At what rate must a cylindrical spaceship rotate if occupants are to experience simulated gravity of 0.70 g? Assume the spaceship’s diameter is 32 m, and give your answer as the time needed for one revolution. (See Question 9, Fig 5–33.)

VIDEO TRANSCRIPT

This is Giancoli Answers with Mr. Dychko. With a diameter of 32 meters for this cylindrical spaceship, it has a radius of 16 meters, half the diameter. And some astronaut will be standing here on the edge, say, and they are gonna experience a centripetal acceleration of 0.7 g's; so it's simulated gravity. And that centripetal acceleration will be their tangental velocity squared and divided by the radius of the spaceship.
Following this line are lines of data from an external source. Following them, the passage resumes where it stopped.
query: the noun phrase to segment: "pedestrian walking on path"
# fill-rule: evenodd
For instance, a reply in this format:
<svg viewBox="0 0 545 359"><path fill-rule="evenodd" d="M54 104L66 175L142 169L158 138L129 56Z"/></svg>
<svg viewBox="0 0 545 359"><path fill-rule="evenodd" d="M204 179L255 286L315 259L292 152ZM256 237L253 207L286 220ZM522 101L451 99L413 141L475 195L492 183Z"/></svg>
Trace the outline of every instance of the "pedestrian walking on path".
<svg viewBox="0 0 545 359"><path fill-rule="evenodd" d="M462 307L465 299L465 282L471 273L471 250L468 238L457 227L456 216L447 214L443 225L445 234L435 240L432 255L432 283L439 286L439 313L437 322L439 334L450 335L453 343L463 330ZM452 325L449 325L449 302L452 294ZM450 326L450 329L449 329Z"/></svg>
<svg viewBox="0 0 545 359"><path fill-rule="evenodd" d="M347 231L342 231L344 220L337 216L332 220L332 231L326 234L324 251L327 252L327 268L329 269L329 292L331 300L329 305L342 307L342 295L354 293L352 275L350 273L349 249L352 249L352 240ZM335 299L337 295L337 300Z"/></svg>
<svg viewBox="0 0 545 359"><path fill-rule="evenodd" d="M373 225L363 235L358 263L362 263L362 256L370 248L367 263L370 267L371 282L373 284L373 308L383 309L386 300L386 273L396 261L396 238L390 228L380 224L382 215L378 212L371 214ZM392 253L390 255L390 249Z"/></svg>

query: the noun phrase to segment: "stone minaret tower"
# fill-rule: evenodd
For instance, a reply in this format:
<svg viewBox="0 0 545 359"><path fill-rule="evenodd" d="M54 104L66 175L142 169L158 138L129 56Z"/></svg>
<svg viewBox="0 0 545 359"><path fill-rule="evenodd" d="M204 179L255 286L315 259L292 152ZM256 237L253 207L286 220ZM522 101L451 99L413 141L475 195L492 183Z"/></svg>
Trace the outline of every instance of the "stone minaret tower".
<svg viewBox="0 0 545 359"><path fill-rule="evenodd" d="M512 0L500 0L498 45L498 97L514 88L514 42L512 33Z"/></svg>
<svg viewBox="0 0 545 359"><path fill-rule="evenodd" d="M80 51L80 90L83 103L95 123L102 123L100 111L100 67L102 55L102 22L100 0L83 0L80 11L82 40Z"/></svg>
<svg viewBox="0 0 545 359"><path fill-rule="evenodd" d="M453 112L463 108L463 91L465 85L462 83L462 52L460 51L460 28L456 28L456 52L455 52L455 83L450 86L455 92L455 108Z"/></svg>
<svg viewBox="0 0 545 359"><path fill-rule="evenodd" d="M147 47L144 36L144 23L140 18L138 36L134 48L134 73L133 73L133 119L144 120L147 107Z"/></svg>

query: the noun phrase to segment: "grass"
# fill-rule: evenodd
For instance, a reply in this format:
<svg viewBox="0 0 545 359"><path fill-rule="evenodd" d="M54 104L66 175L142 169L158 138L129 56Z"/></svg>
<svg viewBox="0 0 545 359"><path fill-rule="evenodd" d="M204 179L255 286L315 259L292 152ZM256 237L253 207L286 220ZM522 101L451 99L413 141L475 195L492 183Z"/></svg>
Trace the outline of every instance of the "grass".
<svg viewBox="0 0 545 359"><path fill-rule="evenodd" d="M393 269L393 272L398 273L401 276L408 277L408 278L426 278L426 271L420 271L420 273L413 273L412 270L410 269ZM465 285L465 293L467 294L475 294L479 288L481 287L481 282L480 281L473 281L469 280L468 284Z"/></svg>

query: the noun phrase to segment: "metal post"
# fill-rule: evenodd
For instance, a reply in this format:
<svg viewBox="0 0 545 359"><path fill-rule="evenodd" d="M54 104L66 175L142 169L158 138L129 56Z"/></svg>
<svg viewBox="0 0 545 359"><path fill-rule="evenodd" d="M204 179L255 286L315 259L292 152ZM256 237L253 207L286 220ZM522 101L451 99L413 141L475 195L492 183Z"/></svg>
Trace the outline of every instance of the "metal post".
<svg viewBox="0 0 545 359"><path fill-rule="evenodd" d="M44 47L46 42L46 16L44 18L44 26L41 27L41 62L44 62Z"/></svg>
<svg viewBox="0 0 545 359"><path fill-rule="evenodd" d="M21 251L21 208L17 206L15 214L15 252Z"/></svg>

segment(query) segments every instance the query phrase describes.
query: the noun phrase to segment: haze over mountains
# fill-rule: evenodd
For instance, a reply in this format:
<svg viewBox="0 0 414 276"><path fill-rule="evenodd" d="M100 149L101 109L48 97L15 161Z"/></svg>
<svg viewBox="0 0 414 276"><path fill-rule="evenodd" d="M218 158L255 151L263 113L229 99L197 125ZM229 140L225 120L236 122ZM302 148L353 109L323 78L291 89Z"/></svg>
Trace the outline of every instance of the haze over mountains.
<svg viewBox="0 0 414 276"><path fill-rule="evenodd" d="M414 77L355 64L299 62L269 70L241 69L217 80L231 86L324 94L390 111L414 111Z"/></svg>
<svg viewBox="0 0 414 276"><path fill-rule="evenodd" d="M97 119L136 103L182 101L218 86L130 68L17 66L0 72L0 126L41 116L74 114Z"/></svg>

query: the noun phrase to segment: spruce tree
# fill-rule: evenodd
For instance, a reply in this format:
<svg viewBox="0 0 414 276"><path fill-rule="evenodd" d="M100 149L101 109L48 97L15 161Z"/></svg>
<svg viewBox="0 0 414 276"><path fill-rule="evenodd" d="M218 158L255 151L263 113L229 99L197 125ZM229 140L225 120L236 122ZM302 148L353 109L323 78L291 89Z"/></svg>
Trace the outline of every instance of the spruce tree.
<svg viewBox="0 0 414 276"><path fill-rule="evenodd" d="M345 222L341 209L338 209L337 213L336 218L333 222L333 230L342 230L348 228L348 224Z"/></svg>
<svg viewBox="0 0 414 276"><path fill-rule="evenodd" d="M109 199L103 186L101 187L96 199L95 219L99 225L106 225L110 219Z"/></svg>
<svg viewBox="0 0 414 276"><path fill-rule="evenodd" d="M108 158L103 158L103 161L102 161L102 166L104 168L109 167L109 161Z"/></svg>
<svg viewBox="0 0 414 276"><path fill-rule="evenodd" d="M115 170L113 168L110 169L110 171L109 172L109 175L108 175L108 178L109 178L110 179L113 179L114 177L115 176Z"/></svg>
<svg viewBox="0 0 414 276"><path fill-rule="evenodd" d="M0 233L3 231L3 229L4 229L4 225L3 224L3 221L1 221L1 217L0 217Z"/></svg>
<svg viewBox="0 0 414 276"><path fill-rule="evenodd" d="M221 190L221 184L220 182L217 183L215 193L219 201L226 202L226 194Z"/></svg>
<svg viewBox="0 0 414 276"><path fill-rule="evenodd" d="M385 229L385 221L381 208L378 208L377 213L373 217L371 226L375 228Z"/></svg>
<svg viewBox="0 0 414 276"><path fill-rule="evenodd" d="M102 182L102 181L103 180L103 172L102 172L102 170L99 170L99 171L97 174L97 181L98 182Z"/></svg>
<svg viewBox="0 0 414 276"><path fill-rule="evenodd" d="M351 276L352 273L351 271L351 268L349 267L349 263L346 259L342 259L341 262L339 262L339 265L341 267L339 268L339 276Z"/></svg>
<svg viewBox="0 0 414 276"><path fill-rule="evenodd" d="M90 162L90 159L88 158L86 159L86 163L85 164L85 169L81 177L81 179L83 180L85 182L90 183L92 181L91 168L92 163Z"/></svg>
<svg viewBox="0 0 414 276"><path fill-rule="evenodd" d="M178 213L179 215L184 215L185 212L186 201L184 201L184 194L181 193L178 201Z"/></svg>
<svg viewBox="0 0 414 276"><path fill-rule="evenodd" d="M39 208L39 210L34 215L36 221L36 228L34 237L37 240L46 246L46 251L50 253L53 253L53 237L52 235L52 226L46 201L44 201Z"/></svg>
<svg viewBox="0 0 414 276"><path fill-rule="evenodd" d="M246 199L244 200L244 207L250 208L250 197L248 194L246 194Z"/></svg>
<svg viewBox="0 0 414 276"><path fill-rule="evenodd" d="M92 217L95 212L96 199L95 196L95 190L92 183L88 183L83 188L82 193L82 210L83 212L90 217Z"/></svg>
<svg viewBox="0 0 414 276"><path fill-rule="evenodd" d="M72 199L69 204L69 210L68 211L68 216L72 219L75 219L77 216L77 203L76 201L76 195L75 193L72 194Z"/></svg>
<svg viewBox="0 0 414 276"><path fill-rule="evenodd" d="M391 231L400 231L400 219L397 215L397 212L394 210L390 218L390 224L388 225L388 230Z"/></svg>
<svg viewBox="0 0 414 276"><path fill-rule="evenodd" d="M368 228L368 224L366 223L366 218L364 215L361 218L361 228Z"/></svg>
And we can solve this for v, and we'll multiply both sides by r and then take the square root of both sides and we get, v equals square root 0.7g times r and I have put in numbers down here; and that gives square root of 0.70 times 9.8 times 16 meters that gives 10.477 meters per second. So point on the edge of the spaceship has to be traveling with that tangental velocity, 10.77 meters per second. And then knowing that, we can figure out how long it will take to do a full rotation. coz we were told to express our answer as a period; the time for one revolution, in other words. So we have this formula for a period; we know that speed of a point, on the edge of a circle, is gonna be a full circumference, 2πr divided by the time it takes to do one full rotation and then we can solve this for T; multiply both sides by T and divide by r or v, I should say. Multiply by T, divide by v and you get, T equals 2πr over v and that's 2 times pi times 16 meters divided by this speed, 10.477 meters per second, and it'll take 9.6 seconds to do one full revolution, in order to have, simulated gravity of 0.70 g's.